Ten years of research have paid off for Michail Sitkovsky and coworkers at the National Institute of Allergy and Infectious Diseases. They appear to have answered one of the most perplexing questions in immunology: how the body limits inflammation. The finding, reported in the journal Nature, indicates particular cell surface molecules sense runaway inflammation and tissue damage. The tissue swelling, pain and heat are the body's response to a number of situations. These may include invasion by bacteria or viruses, injury or reactions to one's own tissues. Usually, inflammation helps the body fight off invaders. But left unchecked, inflammation can prove dangerous. Chronic inflammation is characteristic of such disorders as asthma, chronic hepatitis, lupus and rheumatoid arthritis. Although many drugs lessen or halt inflammation, very little is known about the body's own mechanism for controlling inflammation and the tissue damage that accompanies it, researchers said. Whatever the signal, its intent is to abate the infection, Sitkovsky said.
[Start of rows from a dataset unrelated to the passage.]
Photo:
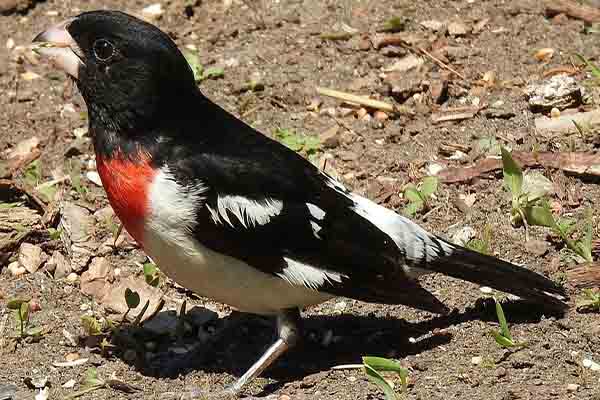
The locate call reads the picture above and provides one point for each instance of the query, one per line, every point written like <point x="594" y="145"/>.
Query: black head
<point x="129" y="72"/>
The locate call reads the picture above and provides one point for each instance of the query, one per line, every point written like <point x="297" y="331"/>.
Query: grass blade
<point x="378" y="380"/>
<point x="502" y="320"/>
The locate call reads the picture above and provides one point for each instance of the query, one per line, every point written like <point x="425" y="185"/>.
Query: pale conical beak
<point x="58" y="46"/>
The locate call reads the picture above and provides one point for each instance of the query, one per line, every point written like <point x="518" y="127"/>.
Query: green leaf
<point x="489" y="145"/>
<point x="194" y="62"/>
<point x="91" y="325"/>
<point x="24" y="311"/>
<point x="378" y="380"/>
<point x="91" y="378"/>
<point x="132" y="298"/>
<point x="504" y="331"/>
<point x="513" y="176"/>
<point x="565" y="226"/>
<point x="151" y="274"/>
<point x="384" y="364"/>
<point x="15" y="304"/>
<point x="394" y="24"/>
<point x="312" y="144"/>
<point x="593" y="68"/>
<point x="540" y="216"/>
<point x="34" y="332"/>
<point x="429" y="186"/>
<point x="502" y="341"/>
<point x="213" y="73"/>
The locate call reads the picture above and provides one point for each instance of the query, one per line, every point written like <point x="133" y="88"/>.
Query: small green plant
<point x="151" y="274"/>
<point x="22" y="310"/>
<point x="374" y="365"/>
<point x="75" y="177"/>
<point x="591" y="300"/>
<point x="503" y="337"/>
<point x="33" y="173"/>
<point x="305" y="144"/>
<point x="92" y="382"/>
<point x="54" y="234"/>
<point x="93" y="326"/>
<point x="535" y="210"/>
<point x="394" y="24"/>
<point x="593" y="68"/>
<point x="201" y="73"/>
<point x="482" y="245"/>
<point x="419" y="198"/>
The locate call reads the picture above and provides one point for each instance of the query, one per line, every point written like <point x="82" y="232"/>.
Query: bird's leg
<point x="288" y="330"/>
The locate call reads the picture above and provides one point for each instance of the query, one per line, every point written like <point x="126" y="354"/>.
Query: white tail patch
<point x="298" y="273"/>
<point x="415" y="241"/>
<point x="248" y="212"/>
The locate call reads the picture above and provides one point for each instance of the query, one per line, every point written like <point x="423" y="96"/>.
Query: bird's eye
<point x="103" y="49"/>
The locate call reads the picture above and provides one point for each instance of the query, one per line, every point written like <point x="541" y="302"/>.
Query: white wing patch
<point x="298" y="273"/>
<point x="173" y="205"/>
<point x="415" y="241"/>
<point x="248" y="212"/>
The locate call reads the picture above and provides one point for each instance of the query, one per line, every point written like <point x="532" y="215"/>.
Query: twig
<point x="441" y="63"/>
<point x="363" y="101"/>
<point x="560" y="70"/>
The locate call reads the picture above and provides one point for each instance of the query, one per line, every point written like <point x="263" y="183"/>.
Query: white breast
<point x="168" y="240"/>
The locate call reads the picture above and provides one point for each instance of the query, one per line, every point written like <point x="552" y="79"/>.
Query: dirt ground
<point x="281" y="45"/>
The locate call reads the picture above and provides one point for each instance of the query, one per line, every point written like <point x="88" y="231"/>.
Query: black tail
<point x="489" y="271"/>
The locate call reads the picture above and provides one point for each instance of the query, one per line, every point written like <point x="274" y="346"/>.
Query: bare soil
<point x="279" y="43"/>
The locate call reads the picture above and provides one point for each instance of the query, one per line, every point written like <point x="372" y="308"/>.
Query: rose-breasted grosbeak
<point x="232" y="214"/>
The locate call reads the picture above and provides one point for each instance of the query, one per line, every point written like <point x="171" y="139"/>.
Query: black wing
<point x="273" y="209"/>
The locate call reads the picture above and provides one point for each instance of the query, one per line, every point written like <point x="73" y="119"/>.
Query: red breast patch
<point x="127" y="183"/>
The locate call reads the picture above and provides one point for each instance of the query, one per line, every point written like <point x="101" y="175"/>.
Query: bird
<point x="234" y="215"/>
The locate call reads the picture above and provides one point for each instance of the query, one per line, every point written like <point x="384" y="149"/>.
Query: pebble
<point x="572" y="387"/>
<point x="486" y="290"/>
<point x="15" y="269"/>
Researchers have developed a strain of mice that have a malaria vaccine in their milk. In their study in The Proceedings of the National Academy of Sciences, researchers said that when the purified candidate vaccine was injected into monkeys, it protected four out of five animals from a lethal dose of the malaria parasite. If the process can be enlarged to include such animals as goats, livestock might prove to be inexpensive, high-yield malaria vaccine factories. "A vaccine must not only be effective, it must be cheap to manufacture if it is to be used in those countries hit hardest by malaria," says lead author Anthony Stowers, a malaria researcher at the National Institute of Allergy and Infectious Diseases. "Using transgenic animals to achieve both ends is an exciting possibility. If it works, a herd of several goats could conceivably produce enough vaccine for all of Africa."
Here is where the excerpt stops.